# Configuring Docker Storage

Looking for the latest Prefect 2 release? Prefect 2 and Prefect Cloud 2 have been released for General Availability. See https://docs.prefect.io/ for details.

This recipe is for configuring your Flow's Docker storage object to handle potentially complicated non-Python dependencies. This is useful to understand for Flows which rely on complex environments to run successfully; for example if your Flow uses:

  • database drivers
  • reliance on C bindings for file-types such as HDF files
  • special environment variables
  • special configuration files
  • subprocess calls to non-Python CLIs
  • special proprietary Python scripts or packages

Then you most likely will need to configure the Docker image in which your Flow lives.

# Building a custom base image

As a motivating example, let's consider the case where we have an ETL Flow that talks to a Microsoft SQL Server Database through pyodbc. The first thing you might notice is that this introduces a dependency on a Python package that is not required by Prefect. To ensure such a requirement is always added into your Flow's Docker image, we can use the python_dependencies keyword argument:

from prefect.storage import Docker

# Create our Docker storage object
storage = Docker(registry_url="gcr.io/dev/", python_dependencies=["pyodbc"])

If we attempt a dry-run build of this docker image by calling storage.build(), we'd probably encounter the following error:

  gcc: error trying to exec 'cc1plus': execvp: No such file or directory
  error: command 'gcc' failed with exit status 1
  ----------------------------------------

  Running setup.py clean for pyodbc
  ERROR: Failed building wheel for pyodbc

Without going into unnecessary detail, this is because the default base image for Prefect Flows is minimal and doesn't include whatever non-Python bindings the pyodbc package requires. To add such dependencies, we will need to configure an appropriate base image to use for our Flow. For both reference and completeness, the following Dockerfile will build a base image that allows our Flow to connect to Microsoft SQL Server through pyodbc:

FROM prefecthq/prefect:latest-python3.7

# install some base utilities
RUN apt update && apt install build-essential -y build-essential unixodbc-dev && rm -rf /var/lib/apt/lists/*
RUN apt-get update && apt-get install curl -y

# install mssql-tools
RUN curl https://packages.microsoft.com/keys/microsoft.asc | apt-key add -
RUN curl https://packages.microsoft.com/config/debian/10/prod.list > /etc/apt/sources.list.d/mssql-release.list
RUN apt-get update && ACCEPT_EULA=Y apt-get install msodbcsql17 -y
RUN ACCEPT_EULA=Y apt-get install mssql-tools -y

# update bash configuration
RUN echo 'export PATH="$PATH:/opt/mssql-tools/bin"' >> ~/.bash_profile
RUN echo 'export PATH="$PATH:/opt/mssql-tools/bin"' >> ~/.bashrc

# update OpenSSL configuration file
RUN sed -i 's/TLSv1\.2/TLSv1.0/g' /etc/ssl/openssl.cnf
RUN sed -i 's/DEFAULT@SECLEVEL=2/DEFAULT@SECLEVEL=1/g' /etc/ssl/openssl.cnf

Note that we used python3.7 above, but you should attempt to match the version of Python you used in building your flow.

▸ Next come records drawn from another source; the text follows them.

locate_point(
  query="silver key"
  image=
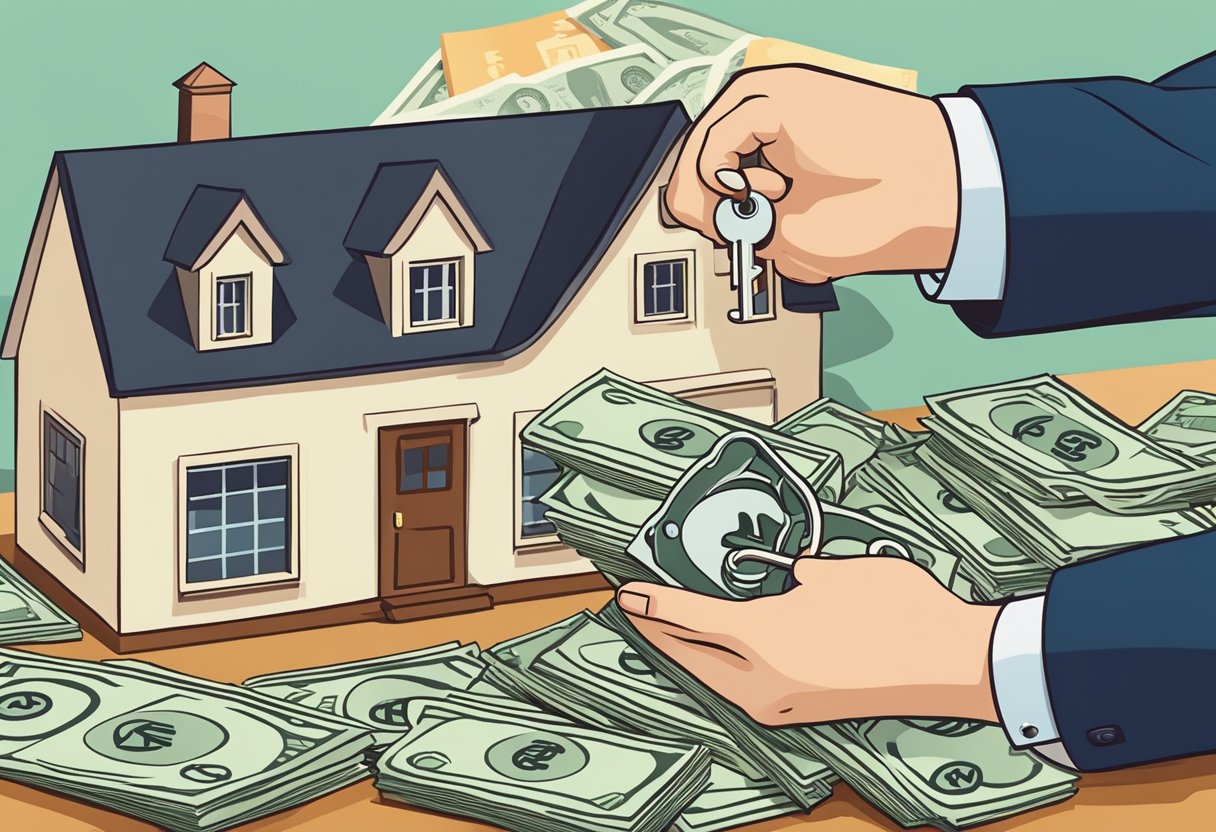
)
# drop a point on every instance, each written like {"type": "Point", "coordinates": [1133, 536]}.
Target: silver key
{"type": "Point", "coordinates": [742, 224]}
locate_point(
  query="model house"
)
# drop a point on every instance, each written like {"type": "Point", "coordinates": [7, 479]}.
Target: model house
{"type": "Point", "coordinates": [277, 381]}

What types of Docker images are allowed as base images?

Note that the only universal requirement for your Flow's Docker images are that the Prefect python package can be installed into them (note that Prefect will attempt to install itself at build time if your base image doesn't already have it installed).

Prefect defaults

Prefect attempts to infer sensible defaults for as much as it can, including the version of Python you are using and the version of Prefect. Additionally, Prefect attempts to run various "healthchecks" which ensure your Flow's Docker image is compatible with your Flow code. However, there is only so much Prefect can infer - if your Flow requires complicated dependencies you may need to experiment with various Docker images.

For completeness sake, we would perform the following steps to register this Flow using a configured Docker storage object:

  • save the above Dockerfile script into a file called Dockerfile
  • run a command like docker build . -t myregistryurl/imagename:imagetag
  • provide myregistryurl/imagename:imagetag as the base_image to Docker storage above

Note that you don't necessarily need to push your custom base image to a registry; as long as it resides on the machine that you register from, your Docker daemon will be able to use it as your Flow's base image.

# Providing the Dockerfile 0.7.2+

The base_image pattern above is maximally useful when you register multiple Flows that share a common set of dependencies. However, as of Prefect 0.7.2 you don't have to build an intermediate image to configure your Flow's storage! Using the above example, we can avoid the intermediate step by storing the Dockerfile and pointing to its location using the dockerfile keyword argument:

from prefect.storage import Docker

# Create our Docker storage object
storage = Docker(registry_url="gcr.io/dev/",
                 python_dependencies=["pyodbc"],
                 dockerfile="/path/to/Dockerfile")

# Including other Python scripts

Another common situation is when your Flow imports objects or functions from other Python files that are not included in a publicly available Python package. Unsurprisingly, your Flow will need to be able to make the same imports within your Docker image. In order to accommodate this, you generally have two options:

  1. Package your scripts up into a true Python package. You will most likely need to use the COPY instruction to put your package into the image, and then the RUN instruction to install it. This pattern will generally require using an intermediate base image so that you have full control over your docker build context.
  2. Use the files keyword argument to Prefect's Docker storage object to copy individual files into your image, and then add these files to your image's PYTHONPATH environment variable (either through the env_vars keyword argument or by building a base image and using the ENV docker instruction). This ensures these scripts can be imported from regardless of the present working directory of your Flow.